Phillies hold off Pirates in Pettibone's debut

In his major-league debut, Phillies pitcher Jonathan Pettibone,
In his major-league debut, Phillies pitcher Jonathan Pettibone, (22, allowed two runs on six hits and struck out six in 51/3 innings.    RON CORTES / Staff)
Posted: April 24, 2013

The latest game-winning rally ignited by the bottom of the Phillies' order began with patience and unfolded with haste.

It involved the soon-to-be backup catcher, the most rarely used player on the roster, and the franchise's cornerstone. In the span of 10 pitches, they secured a 3-2 victory over the Pittsburgh Pirates on Monday night, and scant drama was required.

The Phillies won a game started by 22-year-old Jonathan Pettibone. They have a winning streak for the first time in 10 days. They have the same record through 20 games as a season ago, and all is not lost despite lackluster play.

Washington was proclaimed the unequivocal favorite in the National League East. The Nationals have played one less game than the Phillies and possess only one more win. With a mere 12 percent of the season complete, perspective is indispensable.

The path to victory Monday started with a two-out Erik Kratz walk in the sixth.
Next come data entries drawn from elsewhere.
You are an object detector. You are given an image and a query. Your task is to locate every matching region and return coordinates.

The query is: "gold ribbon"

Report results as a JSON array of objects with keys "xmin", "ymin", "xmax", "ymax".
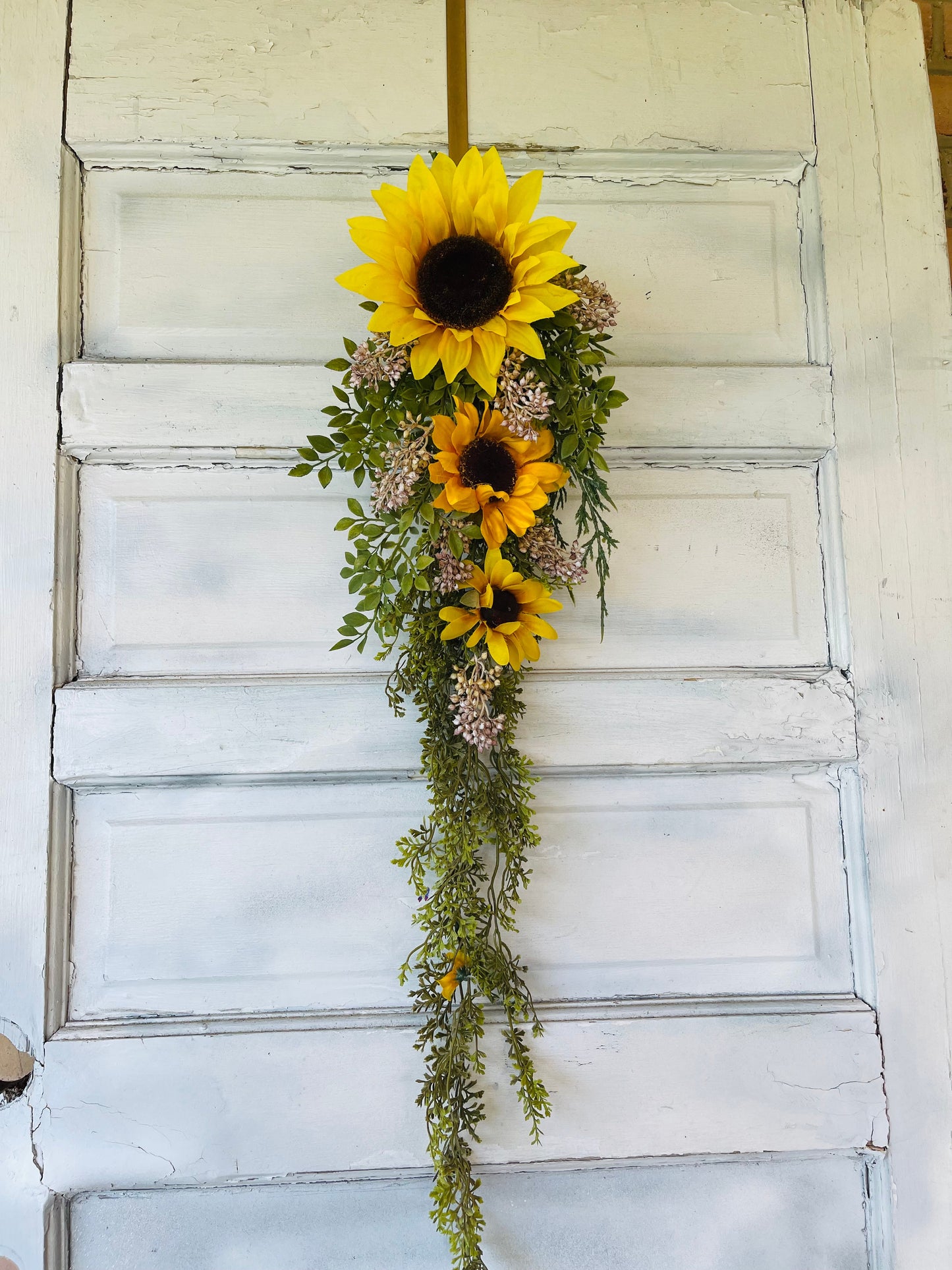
[{"xmin": 447, "ymin": 0, "xmax": 470, "ymax": 163}]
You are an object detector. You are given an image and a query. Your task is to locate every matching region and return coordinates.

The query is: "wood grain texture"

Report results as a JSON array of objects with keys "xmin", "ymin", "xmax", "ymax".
[
  {"xmin": 70, "ymin": 1157, "xmax": 867, "ymax": 1270},
  {"xmin": 806, "ymin": 0, "xmax": 952, "ymax": 1270},
  {"xmin": 61, "ymin": 361, "xmax": 833, "ymax": 457},
  {"xmin": 84, "ymin": 170, "xmax": 807, "ymax": 364},
  {"xmin": 55, "ymin": 672, "xmax": 856, "ymax": 785},
  {"xmin": 67, "ymin": 0, "xmax": 814, "ymax": 151},
  {"xmin": 40, "ymin": 1011, "xmax": 885, "ymax": 1192},
  {"xmin": 70, "ymin": 772, "xmax": 852, "ymax": 1020},
  {"xmin": 78, "ymin": 465, "xmax": 827, "ymax": 676}
]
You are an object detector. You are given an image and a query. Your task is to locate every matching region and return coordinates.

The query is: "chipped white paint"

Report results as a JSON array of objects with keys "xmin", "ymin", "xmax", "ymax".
[
  {"xmin": 82, "ymin": 170, "xmax": 807, "ymax": 363},
  {"xmin": 78, "ymin": 465, "xmax": 827, "ymax": 676},
  {"xmin": 66, "ymin": 0, "xmax": 814, "ymax": 151},
  {"xmin": 70, "ymin": 772, "xmax": 852, "ymax": 1020},
  {"xmin": 74, "ymin": 140, "xmax": 816, "ymax": 185},
  {"xmin": 0, "ymin": 0, "xmax": 67, "ymax": 1270},
  {"xmin": 61, "ymin": 361, "xmax": 833, "ymax": 459},
  {"xmin": 70, "ymin": 1156, "xmax": 867, "ymax": 1270},
  {"xmin": 40, "ymin": 1011, "xmax": 886, "ymax": 1190},
  {"xmin": 806, "ymin": 0, "xmax": 952, "ymax": 1270},
  {"xmin": 55, "ymin": 670, "xmax": 856, "ymax": 786},
  {"xmin": 0, "ymin": 0, "xmax": 952, "ymax": 1270}
]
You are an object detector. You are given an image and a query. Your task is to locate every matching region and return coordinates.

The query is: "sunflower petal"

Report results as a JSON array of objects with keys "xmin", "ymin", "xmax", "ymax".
[
  {"xmin": 408, "ymin": 330, "xmax": 441, "ymax": 380},
  {"xmin": 486, "ymin": 551, "xmax": 513, "ymax": 589},
  {"xmin": 500, "ymin": 498, "xmax": 536, "ymax": 538},
  {"xmin": 505, "ymin": 319, "xmax": 546, "ymax": 362},
  {"xmin": 481, "ymin": 505, "xmax": 509, "ymax": 548},
  {"xmin": 507, "ymin": 167, "xmax": 542, "ymax": 225},
  {"xmin": 503, "ymin": 287, "xmax": 555, "ymax": 322},
  {"xmin": 347, "ymin": 216, "xmax": 399, "ymax": 264},
  {"xmin": 466, "ymin": 329, "xmax": 505, "ymax": 397},
  {"xmin": 367, "ymin": 300, "xmax": 410, "ymax": 334},
  {"xmin": 439, "ymin": 330, "xmax": 472, "ymax": 384},
  {"xmin": 389, "ymin": 315, "xmax": 435, "ymax": 347},
  {"xmin": 486, "ymin": 630, "xmax": 509, "ymax": 666},
  {"xmin": 519, "ymin": 252, "xmax": 579, "ymax": 285},
  {"xmin": 477, "ymin": 146, "xmax": 509, "ymax": 243},
  {"xmin": 334, "ymin": 264, "xmax": 383, "ymax": 296},
  {"xmin": 519, "ymin": 614, "xmax": 559, "ymax": 639},
  {"xmin": 522, "ymin": 280, "xmax": 579, "ymax": 311},
  {"xmin": 430, "ymin": 154, "xmax": 456, "ymax": 211}
]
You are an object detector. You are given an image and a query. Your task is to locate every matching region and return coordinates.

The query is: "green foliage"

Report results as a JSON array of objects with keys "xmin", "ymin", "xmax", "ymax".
[
  {"xmin": 389, "ymin": 612, "xmax": 549, "ymax": 1270},
  {"xmin": 291, "ymin": 283, "xmax": 626, "ymax": 1270}
]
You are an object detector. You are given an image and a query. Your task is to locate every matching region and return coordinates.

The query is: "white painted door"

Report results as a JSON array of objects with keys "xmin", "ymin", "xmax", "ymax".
[{"xmin": 0, "ymin": 0, "xmax": 952, "ymax": 1270}]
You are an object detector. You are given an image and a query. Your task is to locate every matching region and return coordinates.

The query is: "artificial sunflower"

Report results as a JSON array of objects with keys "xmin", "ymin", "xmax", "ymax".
[
  {"xmin": 439, "ymin": 548, "xmax": 563, "ymax": 670},
  {"xmin": 438, "ymin": 952, "xmax": 470, "ymax": 1000},
  {"xmin": 337, "ymin": 146, "xmax": 579, "ymax": 396},
  {"xmin": 429, "ymin": 400, "xmax": 569, "ymax": 548}
]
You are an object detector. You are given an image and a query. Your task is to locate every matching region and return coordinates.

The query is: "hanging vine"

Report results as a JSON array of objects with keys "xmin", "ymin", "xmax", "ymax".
[{"xmin": 291, "ymin": 148, "xmax": 626, "ymax": 1270}]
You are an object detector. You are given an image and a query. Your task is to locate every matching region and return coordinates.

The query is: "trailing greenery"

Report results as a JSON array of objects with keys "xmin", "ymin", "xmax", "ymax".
[{"xmin": 291, "ymin": 267, "xmax": 626, "ymax": 1270}]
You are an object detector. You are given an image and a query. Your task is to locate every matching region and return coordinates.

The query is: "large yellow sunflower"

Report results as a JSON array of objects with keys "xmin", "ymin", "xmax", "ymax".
[
  {"xmin": 429, "ymin": 400, "xmax": 569, "ymax": 548},
  {"xmin": 337, "ymin": 146, "xmax": 579, "ymax": 396},
  {"xmin": 439, "ymin": 548, "xmax": 563, "ymax": 670}
]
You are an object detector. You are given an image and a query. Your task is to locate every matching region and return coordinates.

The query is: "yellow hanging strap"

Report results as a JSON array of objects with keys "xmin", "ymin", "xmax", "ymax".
[{"xmin": 447, "ymin": 0, "xmax": 470, "ymax": 163}]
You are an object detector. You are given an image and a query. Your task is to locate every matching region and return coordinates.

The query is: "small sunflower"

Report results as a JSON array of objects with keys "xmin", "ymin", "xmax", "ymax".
[
  {"xmin": 439, "ymin": 548, "xmax": 563, "ymax": 670},
  {"xmin": 437, "ymin": 952, "xmax": 470, "ymax": 1000},
  {"xmin": 337, "ymin": 146, "xmax": 579, "ymax": 396},
  {"xmin": 429, "ymin": 400, "xmax": 569, "ymax": 548}
]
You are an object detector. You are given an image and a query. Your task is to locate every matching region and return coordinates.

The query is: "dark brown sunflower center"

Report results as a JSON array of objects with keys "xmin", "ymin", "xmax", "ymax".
[
  {"xmin": 416, "ymin": 234, "xmax": 513, "ymax": 330},
  {"xmin": 480, "ymin": 591, "xmax": 519, "ymax": 630},
  {"xmin": 459, "ymin": 437, "xmax": 518, "ymax": 494}
]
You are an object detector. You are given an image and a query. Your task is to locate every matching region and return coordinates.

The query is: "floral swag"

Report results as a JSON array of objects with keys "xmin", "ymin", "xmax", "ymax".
[{"xmin": 291, "ymin": 148, "xmax": 626, "ymax": 1270}]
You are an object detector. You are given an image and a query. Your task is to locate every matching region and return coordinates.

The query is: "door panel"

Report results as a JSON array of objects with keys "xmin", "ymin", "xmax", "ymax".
[
  {"xmin": 37, "ymin": 0, "xmax": 924, "ymax": 1270},
  {"xmin": 70, "ymin": 774, "xmax": 852, "ymax": 1020},
  {"xmin": 40, "ymin": 1002, "xmax": 886, "ymax": 1192},
  {"xmin": 71, "ymin": 1158, "xmax": 867, "ymax": 1270},
  {"xmin": 78, "ymin": 465, "xmax": 826, "ymax": 676},
  {"xmin": 84, "ymin": 167, "xmax": 807, "ymax": 364}
]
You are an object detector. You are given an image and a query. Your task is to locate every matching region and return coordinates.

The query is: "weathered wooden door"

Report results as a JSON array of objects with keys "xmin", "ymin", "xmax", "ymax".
[{"xmin": 0, "ymin": 0, "xmax": 952, "ymax": 1270}]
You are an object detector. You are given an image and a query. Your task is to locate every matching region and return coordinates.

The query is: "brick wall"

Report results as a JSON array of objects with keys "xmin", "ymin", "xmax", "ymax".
[{"xmin": 918, "ymin": 0, "xmax": 952, "ymax": 256}]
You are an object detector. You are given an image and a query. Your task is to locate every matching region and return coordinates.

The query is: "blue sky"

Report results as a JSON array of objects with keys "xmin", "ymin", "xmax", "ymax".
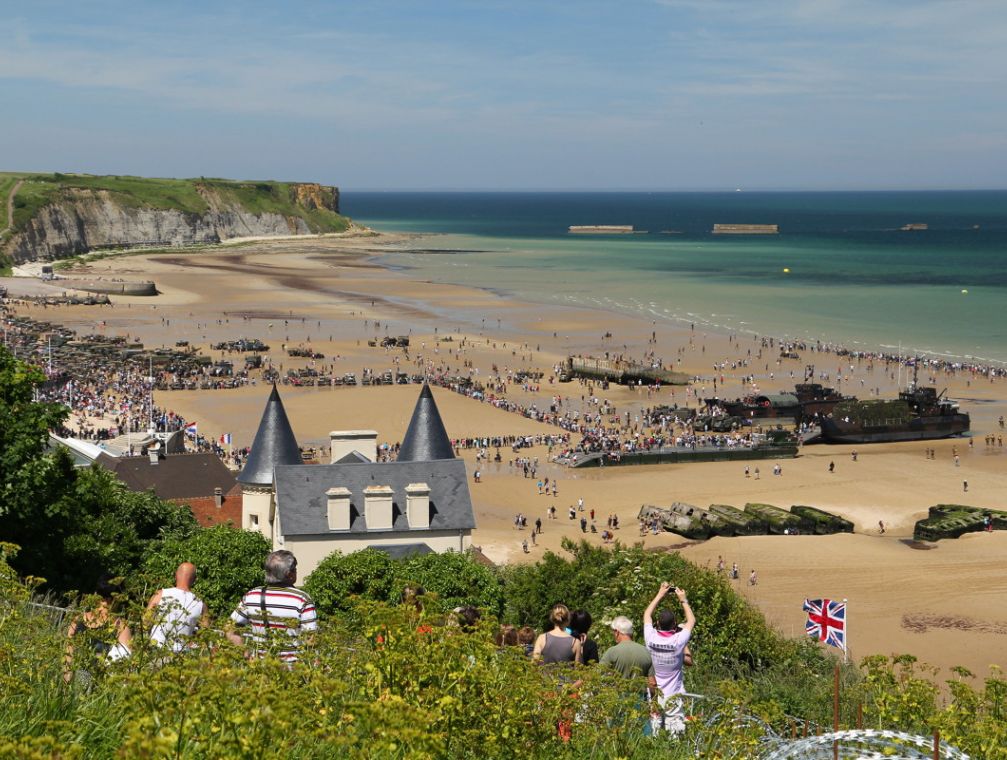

Pinch-hitter Ezequiel Carrera batted for the first time in five days and dribbled one to second. He beat the throw with a headfirst slide into first base.

"That's what happens when you can run a little bit and hit the ball in the right place," manager Charlie Manuel said. "The baseball gods are with you."

That set the stage for Jimmy Rollins, who smashed an RBI single to right. Kratz scored the decisive run.

Pittsburgh arrived with steam. The Pirates had taken three of four from powerful Atlanta, which is tied for the best record in baseball. They were silenced by Pettibone, who pitched as if he belonged. His six strikeouts were the most for any Phillies pitcher in his major-league debut since Cole Hamels fanned seven in 2006. Pettibone was the youngest pitcher to start a game for the Phillies in six years. He is their first player born in the 1990s.

The safer pick to start was Tyler Cloyd, who made six big-league appearances at the end of 2012. Pettibone was informed Sunday afternoon. He phoned his family in California. They caught a red-eye flight to be at Citizens Bank Park.

"As a staff up in Lehigh, we all kind of joked around with it," Pettibone said. "Just having fun. 'Oh, it's going to be you. It's going to be you.' But no one really had an idea."

He induced an easy grounder from Andrew McCutchen to start the sixth. But Manuel pulled him at 83 pitches because three lefthanded Pirates batters were next. Lefty Raul Valdes, used in low-leverage situations before Monday, struck out the two batters he saw.

The beginning was shaky for Pettibone. He survived a first inning that included a 350-foot double, a deep fly-out, a questionable strikeout call, and a spectacular run-saving catch by John Mayberry Jr., all in the span of 18 pitches.

Pittsburgh twice scored on home runs. Pettibone succeeded with a low-90s fastball and change-up combination. The Pirates made some loud outs; the breeze blowing in helped the pitcher.

"I wanted to pitch to my strengths," Pettibone said. "I wanted to go after these guys. Whatever happened, happened."

His performance - two runs on six hits with no walks in 51/3 innings - likely merits another start, Saturday in New York. Manuel would not commit to that, saying, "Let me think about it." Fifth starter John Lannan could miss up to two months with a knee injury.

Pettibone could have won his first start had his offense converted a bounty of lost opportunities early in the game. The Phillies were 1 for 10 with runners in scoring position over the first four innings. They scored two runs against A.J. Burnett, who failed to locate his pitches all night. Those runs came via a wild pitch and a hit batter.

"When we get good pitching like we did, we have to win a game," Manuel said. "That's probably the difference between us having a winning record right now and being a couple of games under .500."